A disgruntled garrison's chance killing of two young British officers sent to govern the city of Multan sparks an unexpected war between the East India Company and the Sikh Empire. Following calls for retribution, Sir Hugh Gough, the veteran British Commander-in-Chief, strikes into the heart of the Punjab with a large force to face the Sikh army. After two inconclusive contests at Ramnuggar and Sadulpore, he nearly comes to grief at the small village of Chillianwalla by the Jhelum River, with half his line repulsed and his force in confusion. Only the fast-gathering darkness and jungle obscure the advantage lying with the Sikh army and prevent a complete British disaster. Recovering from the setback, Gough would achieve a decisive victory at the final battle of Gujrat, paving the way for British rule up to the Khyber Pass.
The Second Anglo-Sikh War is the warts-and-all story of the conflict that led to the demise of the Sikh Empire. Continuing his innovative approach to history writing from The First Anglo-Sikh War, Amarpal Singh augments the narrative of the campaign with battlefield guides that draw on eyewitness accounts and invite the reader to take a tour of the battlefields, either physically or virtually. Fully illustrated with period drawings, modern-day photographs and new maps, The Second Anglo-Sikh War gives this neglected conflict the attention it sorely deserves.

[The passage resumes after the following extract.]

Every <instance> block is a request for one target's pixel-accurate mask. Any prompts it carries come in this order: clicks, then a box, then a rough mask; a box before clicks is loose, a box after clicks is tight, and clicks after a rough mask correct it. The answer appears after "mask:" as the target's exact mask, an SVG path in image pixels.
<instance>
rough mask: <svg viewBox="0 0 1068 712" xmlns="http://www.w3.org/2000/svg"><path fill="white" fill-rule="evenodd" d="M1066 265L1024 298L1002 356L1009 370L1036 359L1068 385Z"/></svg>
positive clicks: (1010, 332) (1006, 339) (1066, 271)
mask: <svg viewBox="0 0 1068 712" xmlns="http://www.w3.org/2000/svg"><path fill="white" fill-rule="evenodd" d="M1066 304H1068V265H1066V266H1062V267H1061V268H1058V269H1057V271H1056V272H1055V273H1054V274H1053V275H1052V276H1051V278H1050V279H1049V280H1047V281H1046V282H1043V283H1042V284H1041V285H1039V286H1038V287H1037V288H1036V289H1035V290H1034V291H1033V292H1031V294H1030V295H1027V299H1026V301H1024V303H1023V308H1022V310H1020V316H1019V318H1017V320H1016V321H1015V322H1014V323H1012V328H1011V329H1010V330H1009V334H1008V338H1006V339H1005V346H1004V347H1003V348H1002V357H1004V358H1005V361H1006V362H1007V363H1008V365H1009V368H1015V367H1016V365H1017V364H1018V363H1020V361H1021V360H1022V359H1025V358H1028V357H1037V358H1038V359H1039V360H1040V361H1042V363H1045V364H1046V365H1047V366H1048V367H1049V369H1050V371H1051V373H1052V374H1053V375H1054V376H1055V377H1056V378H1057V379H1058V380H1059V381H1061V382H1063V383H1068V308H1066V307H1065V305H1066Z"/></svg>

Amarpal Singh Sidhu was born in the Punjab, India. He spent over 20 years working in the software industry before turning to his real interest in military history and the exploration and analysis of battlefields. His first book "The First Anglo-Sikh War" has been well received. Amarpal has appeared and collaborated on history programs for several TV channels. He currently lives in London with his wife and two sons. His other interests include the later Roman Empire, Byzantium, the Ottoman Empire and World War Two. Field Marshal Sir John Lyon Chapple GCB, CBE was a career British Army officer in the second half of the 20th century. He served as Chief of the General Staff, the professional head of the British Army, from 1988 to 1992. Early in his early military career he saw action during the Malayan Emergency and again during the Indonesia-Malaysia confrontation and later in his career he provided advice to the British Government during the Gulf War.